La clínica nos muestra que muchas personas en riesgo suicida no buscan “no vivir”, sino dejar de sentir el dolor psíquico que las desborda. La falta de un otro que escuche y contenga amplifica la vivencia de soledad y desesperanza.

 

Prevención y función psicoanalítica

Desde una mirada psicoanalítica, la prevención no puede reducirse a protocolos técnicos ni a campañas informativas. Se trata de abrir espacios de palabra y de escucha, donde lo innombrable pueda adquirir representación y lo traumático encuentre vías de simbolización.

El psicoanálisis ofrece un encuadre en el que el dolor se transforma en relato, la angustia en pensamiento y la desesperanza en la posibilidad de un vínculo. La tarea no es convencer al sujeto de vivir, sino acompañarlo en el proceso de volver a investir la vida de sentido.

 

Reflexión final

El suicidio es una herida que interpela no solo al sujeto, sino también a la familia, a las instituciones y al lazo social.
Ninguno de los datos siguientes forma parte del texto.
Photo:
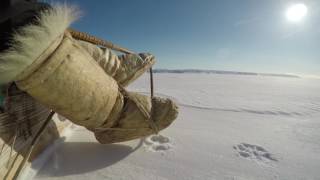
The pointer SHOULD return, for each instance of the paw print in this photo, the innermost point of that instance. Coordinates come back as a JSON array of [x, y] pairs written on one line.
[[254, 152], [157, 143]]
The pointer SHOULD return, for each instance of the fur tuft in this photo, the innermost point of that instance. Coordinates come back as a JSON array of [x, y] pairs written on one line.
[[31, 40]]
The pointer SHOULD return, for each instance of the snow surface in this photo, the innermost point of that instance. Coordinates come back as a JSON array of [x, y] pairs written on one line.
[[229, 127]]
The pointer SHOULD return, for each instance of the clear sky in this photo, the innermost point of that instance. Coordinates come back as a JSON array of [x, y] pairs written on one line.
[[239, 35]]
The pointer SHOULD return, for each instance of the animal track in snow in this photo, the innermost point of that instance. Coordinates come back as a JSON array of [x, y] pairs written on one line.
[[254, 152], [157, 143]]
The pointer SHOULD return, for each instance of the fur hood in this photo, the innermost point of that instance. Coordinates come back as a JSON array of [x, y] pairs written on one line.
[[31, 40]]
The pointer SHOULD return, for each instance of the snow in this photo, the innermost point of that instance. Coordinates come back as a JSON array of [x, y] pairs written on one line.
[[229, 127]]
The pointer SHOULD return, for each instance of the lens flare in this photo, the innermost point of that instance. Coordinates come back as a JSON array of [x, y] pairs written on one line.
[[296, 12]]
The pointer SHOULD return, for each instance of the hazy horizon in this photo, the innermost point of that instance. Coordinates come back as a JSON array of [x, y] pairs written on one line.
[[248, 35]]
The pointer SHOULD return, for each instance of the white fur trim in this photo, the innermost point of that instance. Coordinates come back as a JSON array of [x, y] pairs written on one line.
[[30, 41]]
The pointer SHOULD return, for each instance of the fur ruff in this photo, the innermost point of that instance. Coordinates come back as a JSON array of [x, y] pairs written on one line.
[[30, 41]]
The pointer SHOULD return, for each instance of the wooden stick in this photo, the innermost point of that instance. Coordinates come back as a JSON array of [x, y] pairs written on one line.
[[97, 41]]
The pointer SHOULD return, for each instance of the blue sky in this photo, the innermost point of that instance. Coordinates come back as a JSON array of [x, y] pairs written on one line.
[[239, 35]]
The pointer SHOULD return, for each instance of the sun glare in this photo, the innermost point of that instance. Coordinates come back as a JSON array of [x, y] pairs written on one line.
[[296, 12]]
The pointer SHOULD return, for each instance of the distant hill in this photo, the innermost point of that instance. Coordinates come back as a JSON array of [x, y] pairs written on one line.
[[221, 72]]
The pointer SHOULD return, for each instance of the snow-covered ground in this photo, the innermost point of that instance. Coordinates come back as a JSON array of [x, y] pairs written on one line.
[[230, 127]]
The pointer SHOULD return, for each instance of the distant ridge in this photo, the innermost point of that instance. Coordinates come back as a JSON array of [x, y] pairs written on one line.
[[221, 72]]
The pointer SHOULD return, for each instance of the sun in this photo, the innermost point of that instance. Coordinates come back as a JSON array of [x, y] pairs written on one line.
[[296, 12]]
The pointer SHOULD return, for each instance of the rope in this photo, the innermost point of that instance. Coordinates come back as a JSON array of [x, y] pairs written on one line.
[[100, 42]]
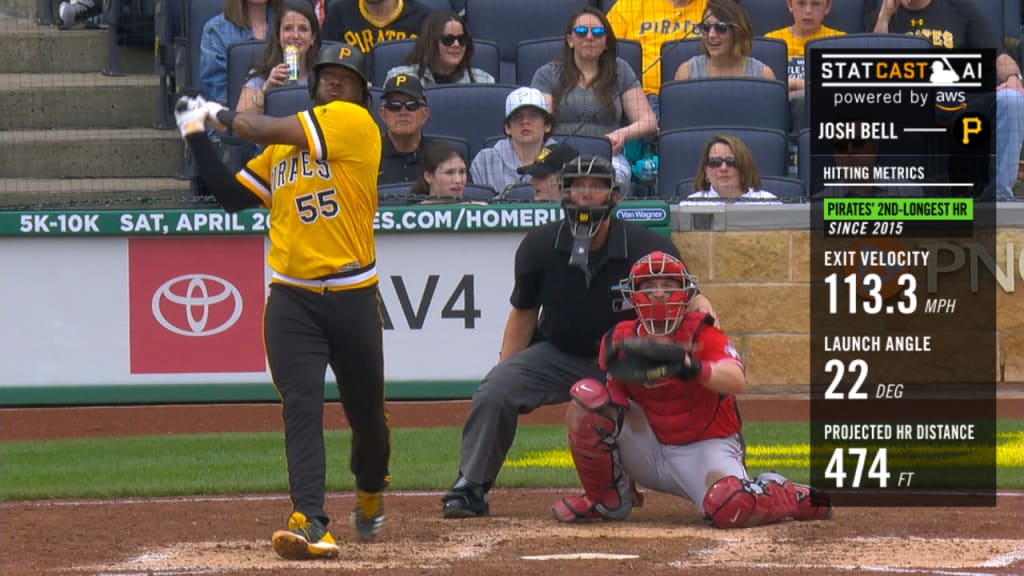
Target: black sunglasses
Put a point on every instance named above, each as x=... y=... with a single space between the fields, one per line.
x=717 y=161
x=450 y=39
x=595 y=31
x=844 y=146
x=395 y=106
x=719 y=27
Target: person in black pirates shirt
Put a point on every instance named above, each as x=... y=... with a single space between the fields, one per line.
x=570 y=270
x=403 y=111
x=365 y=23
x=957 y=24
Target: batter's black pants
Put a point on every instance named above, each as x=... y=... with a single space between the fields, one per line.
x=304 y=331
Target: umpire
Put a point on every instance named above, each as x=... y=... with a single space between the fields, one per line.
x=545 y=353
x=317 y=175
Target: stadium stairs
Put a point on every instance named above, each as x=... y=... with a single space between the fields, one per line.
x=71 y=136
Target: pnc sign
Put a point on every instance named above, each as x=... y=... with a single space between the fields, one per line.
x=196 y=304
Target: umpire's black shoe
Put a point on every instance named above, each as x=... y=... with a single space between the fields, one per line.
x=466 y=500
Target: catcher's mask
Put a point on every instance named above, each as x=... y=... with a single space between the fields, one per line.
x=585 y=219
x=344 y=55
x=659 y=288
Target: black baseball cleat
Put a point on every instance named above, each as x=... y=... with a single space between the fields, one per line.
x=465 y=501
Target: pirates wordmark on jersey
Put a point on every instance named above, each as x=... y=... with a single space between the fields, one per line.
x=323 y=199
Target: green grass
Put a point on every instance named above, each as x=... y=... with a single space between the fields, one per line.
x=422 y=459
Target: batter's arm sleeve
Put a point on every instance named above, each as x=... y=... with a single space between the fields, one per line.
x=231 y=195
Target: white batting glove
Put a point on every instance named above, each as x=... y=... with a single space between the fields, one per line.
x=211 y=109
x=189 y=116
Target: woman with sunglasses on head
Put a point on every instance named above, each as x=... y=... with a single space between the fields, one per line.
x=726 y=43
x=295 y=25
x=442 y=53
x=589 y=89
x=728 y=172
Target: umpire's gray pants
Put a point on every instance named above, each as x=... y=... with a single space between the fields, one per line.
x=539 y=375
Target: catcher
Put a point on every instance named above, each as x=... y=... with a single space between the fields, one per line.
x=667 y=418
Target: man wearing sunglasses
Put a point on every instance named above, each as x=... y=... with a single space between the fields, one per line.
x=364 y=23
x=652 y=23
x=403 y=111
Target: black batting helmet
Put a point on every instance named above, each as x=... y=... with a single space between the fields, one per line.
x=341 y=54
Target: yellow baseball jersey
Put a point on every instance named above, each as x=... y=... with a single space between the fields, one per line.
x=795 y=46
x=652 y=23
x=323 y=199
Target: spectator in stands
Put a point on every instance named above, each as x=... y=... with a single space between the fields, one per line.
x=589 y=89
x=364 y=23
x=726 y=43
x=443 y=176
x=956 y=24
x=320 y=8
x=403 y=111
x=442 y=53
x=241 y=21
x=855 y=160
x=652 y=23
x=527 y=123
x=808 y=16
x=295 y=25
x=76 y=11
x=728 y=172
x=545 y=169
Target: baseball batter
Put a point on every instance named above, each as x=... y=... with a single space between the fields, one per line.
x=667 y=417
x=317 y=176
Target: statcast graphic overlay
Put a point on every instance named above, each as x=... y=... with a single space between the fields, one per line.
x=903 y=261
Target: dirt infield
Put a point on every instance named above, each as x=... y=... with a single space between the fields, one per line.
x=229 y=535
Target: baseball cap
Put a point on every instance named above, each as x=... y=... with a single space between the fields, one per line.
x=406 y=84
x=523 y=97
x=549 y=161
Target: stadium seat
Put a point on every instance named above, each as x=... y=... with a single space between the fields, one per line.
x=199 y=12
x=787 y=190
x=594 y=146
x=394 y=195
x=241 y=57
x=768 y=50
x=472 y=112
x=461 y=144
x=506 y=23
x=768 y=147
x=804 y=155
x=478 y=193
x=531 y=54
x=725 y=101
x=386 y=55
x=287 y=100
x=766 y=16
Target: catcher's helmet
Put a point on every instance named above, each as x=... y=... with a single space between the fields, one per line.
x=660 y=305
x=346 y=55
x=591 y=215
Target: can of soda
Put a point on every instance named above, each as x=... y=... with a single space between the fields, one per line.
x=292 y=59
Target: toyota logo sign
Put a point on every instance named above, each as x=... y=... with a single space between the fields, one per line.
x=198 y=293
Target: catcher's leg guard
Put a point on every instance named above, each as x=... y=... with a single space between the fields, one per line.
x=732 y=502
x=593 y=425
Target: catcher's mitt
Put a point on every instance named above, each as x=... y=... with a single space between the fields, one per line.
x=643 y=361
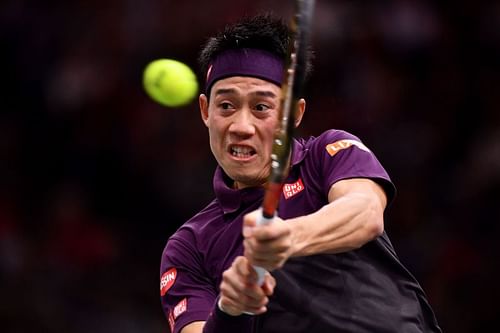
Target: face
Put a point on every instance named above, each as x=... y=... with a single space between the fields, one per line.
x=241 y=118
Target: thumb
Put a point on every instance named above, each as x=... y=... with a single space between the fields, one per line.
x=249 y=222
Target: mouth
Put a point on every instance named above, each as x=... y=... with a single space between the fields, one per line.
x=241 y=152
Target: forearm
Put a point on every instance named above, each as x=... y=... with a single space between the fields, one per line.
x=344 y=224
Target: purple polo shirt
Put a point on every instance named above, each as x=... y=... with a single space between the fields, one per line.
x=365 y=290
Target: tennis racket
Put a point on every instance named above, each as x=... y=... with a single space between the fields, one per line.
x=291 y=92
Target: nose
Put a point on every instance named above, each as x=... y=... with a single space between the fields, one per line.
x=242 y=124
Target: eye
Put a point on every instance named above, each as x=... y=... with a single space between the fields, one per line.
x=226 y=106
x=262 y=107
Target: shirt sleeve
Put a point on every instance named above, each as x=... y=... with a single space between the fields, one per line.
x=343 y=156
x=187 y=292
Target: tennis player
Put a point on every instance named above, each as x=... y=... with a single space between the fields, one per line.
x=333 y=268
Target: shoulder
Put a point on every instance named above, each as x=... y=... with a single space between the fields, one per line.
x=331 y=142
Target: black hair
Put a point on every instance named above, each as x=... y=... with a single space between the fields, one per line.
x=263 y=31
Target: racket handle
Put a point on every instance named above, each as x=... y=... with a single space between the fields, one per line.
x=261 y=272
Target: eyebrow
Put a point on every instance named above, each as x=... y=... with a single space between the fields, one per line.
x=261 y=93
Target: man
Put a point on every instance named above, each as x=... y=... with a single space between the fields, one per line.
x=333 y=268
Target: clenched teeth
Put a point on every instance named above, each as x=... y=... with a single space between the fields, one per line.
x=240 y=151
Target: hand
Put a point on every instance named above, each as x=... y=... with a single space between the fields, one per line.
x=239 y=291
x=268 y=246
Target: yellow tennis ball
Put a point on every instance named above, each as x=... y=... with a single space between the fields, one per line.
x=170 y=82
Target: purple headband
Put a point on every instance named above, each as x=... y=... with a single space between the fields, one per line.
x=245 y=62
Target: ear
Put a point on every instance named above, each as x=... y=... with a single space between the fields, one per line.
x=203 y=101
x=300 y=111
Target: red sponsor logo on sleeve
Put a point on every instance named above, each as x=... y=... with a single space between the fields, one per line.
x=180 y=308
x=167 y=280
x=289 y=190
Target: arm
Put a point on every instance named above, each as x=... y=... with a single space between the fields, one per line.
x=239 y=293
x=353 y=217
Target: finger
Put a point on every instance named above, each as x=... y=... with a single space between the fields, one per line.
x=269 y=284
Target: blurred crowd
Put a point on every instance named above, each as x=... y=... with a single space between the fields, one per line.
x=94 y=176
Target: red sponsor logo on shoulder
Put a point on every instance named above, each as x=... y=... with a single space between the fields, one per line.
x=335 y=147
x=167 y=280
x=180 y=308
x=171 y=321
x=289 y=190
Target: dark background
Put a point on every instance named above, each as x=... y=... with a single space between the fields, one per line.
x=94 y=176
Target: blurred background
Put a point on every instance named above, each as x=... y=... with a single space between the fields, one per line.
x=94 y=176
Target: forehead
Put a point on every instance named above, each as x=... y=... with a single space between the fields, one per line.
x=244 y=85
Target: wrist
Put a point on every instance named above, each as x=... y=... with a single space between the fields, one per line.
x=225 y=311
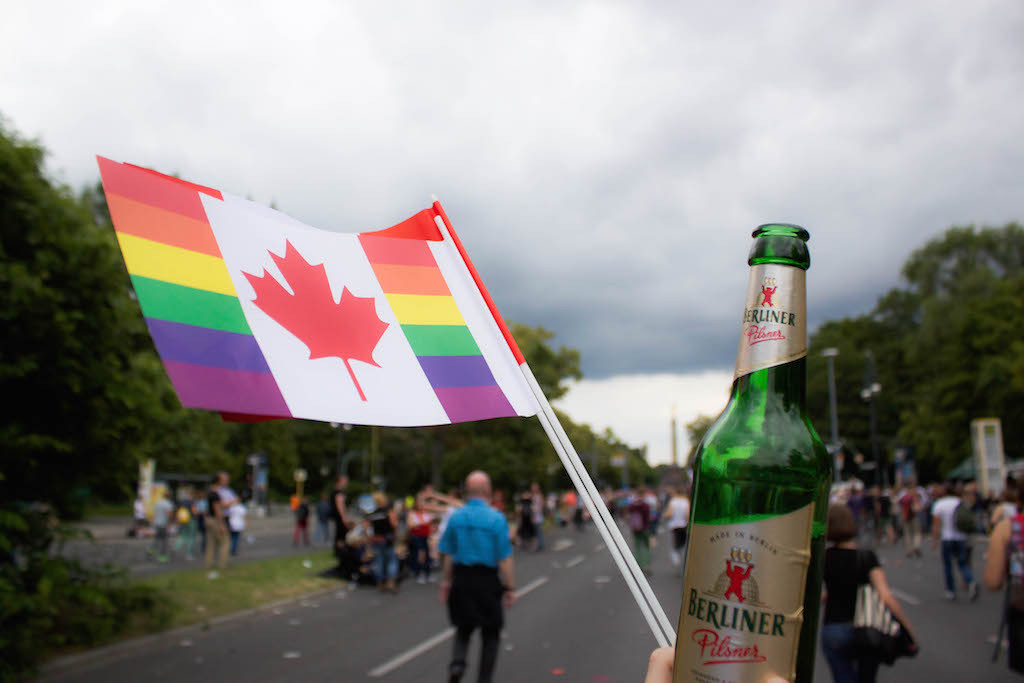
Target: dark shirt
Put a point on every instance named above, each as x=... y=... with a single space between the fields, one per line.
x=380 y=522
x=213 y=504
x=324 y=511
x=335 y=515
x=846 y=569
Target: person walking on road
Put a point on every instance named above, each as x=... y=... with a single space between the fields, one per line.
x=323 y=519
x=216 y=525
x=383 y=528
x=301 y=522
x=162 y=510
x=537 y=514
x=846 y=568
x=419 y=522
x=678 y=514
x=638 y=514
x=954 y=544
x=1006 y=560
x=478 y=577
x=236 y=523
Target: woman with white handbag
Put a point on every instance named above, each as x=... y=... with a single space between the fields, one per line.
x=863 y=624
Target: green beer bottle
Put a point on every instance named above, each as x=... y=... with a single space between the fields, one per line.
x=761 y=479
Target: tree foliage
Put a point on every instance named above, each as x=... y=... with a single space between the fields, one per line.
x=945 y=346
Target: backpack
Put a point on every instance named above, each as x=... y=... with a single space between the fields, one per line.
x=964 y=518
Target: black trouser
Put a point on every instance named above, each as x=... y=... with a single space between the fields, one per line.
x=488 y=653
x=475 y=601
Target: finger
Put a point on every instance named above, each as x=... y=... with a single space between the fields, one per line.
x=659 y=666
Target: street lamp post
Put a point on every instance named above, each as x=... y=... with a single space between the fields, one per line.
x=870 y=390
x=829 y=354
x=340 y=465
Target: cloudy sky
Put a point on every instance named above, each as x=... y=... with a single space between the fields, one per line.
x=603 y=162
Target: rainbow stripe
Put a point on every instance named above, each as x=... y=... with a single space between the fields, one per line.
x=185 y=293
x=430 y=319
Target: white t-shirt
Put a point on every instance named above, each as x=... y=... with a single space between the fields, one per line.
x=237 y=517
x=678 y=512
x=162 y=510
x=944 y=509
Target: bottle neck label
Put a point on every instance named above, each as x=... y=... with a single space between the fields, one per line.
x=774 y=318
x=743 y=599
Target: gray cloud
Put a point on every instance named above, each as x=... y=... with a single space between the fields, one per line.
x=603 y=163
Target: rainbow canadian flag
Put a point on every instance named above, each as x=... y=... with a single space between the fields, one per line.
x=256 y=314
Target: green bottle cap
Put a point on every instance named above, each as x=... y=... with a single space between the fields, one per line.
x=780 y=243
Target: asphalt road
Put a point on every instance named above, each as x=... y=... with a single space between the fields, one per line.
x=576 y=621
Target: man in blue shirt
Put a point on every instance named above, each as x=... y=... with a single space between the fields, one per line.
x=478 y=575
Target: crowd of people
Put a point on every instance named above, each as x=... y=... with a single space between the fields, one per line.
x=955 y=516
x=208 y=523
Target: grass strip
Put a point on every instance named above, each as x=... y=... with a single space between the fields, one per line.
x=194 y=597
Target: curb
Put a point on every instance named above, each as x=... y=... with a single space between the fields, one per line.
x=62 y=665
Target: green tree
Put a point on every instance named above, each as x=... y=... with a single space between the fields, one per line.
x=945 y=347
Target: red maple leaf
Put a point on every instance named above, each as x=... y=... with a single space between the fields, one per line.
x=348 y=330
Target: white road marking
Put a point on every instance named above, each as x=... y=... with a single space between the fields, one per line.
x=905 y=597
x=574 y=561
x=439 y=638
x=531 y=586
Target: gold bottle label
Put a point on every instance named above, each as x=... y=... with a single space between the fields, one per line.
x=774 y=328
x=743 y=600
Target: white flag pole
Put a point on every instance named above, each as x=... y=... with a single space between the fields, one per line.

Cada historia de suicidio refleja un sufrimiento singular y la fractura de vínculos esenciales.

En PsicoIntegra, creemos que la prevención comienza con la escucha: escuchar sin juzgar, reconocer el sufrimiento y abrir caminos donde el dolor pueda ser nombrado. Apostar a la palabra es apostar a la vida.

 

Referencias

• Freud, S. (1914). Introducción del narcisismo. Obras completas, Amorrortu.

• Freud, S. (1920). Más allá del principio del placer. Obras completas, Amorrortu.

• Klein, M. (1935). Una contribución a la psicogénesis de los estados maníaco-depresivos.

• Winnicott, D. W. (1960). La teoría de la relación paterno-infantil.

• Green, A. (1993). El trabajo de lo negativo.

• McDougall, J. (1991). Teatros del cuerpo.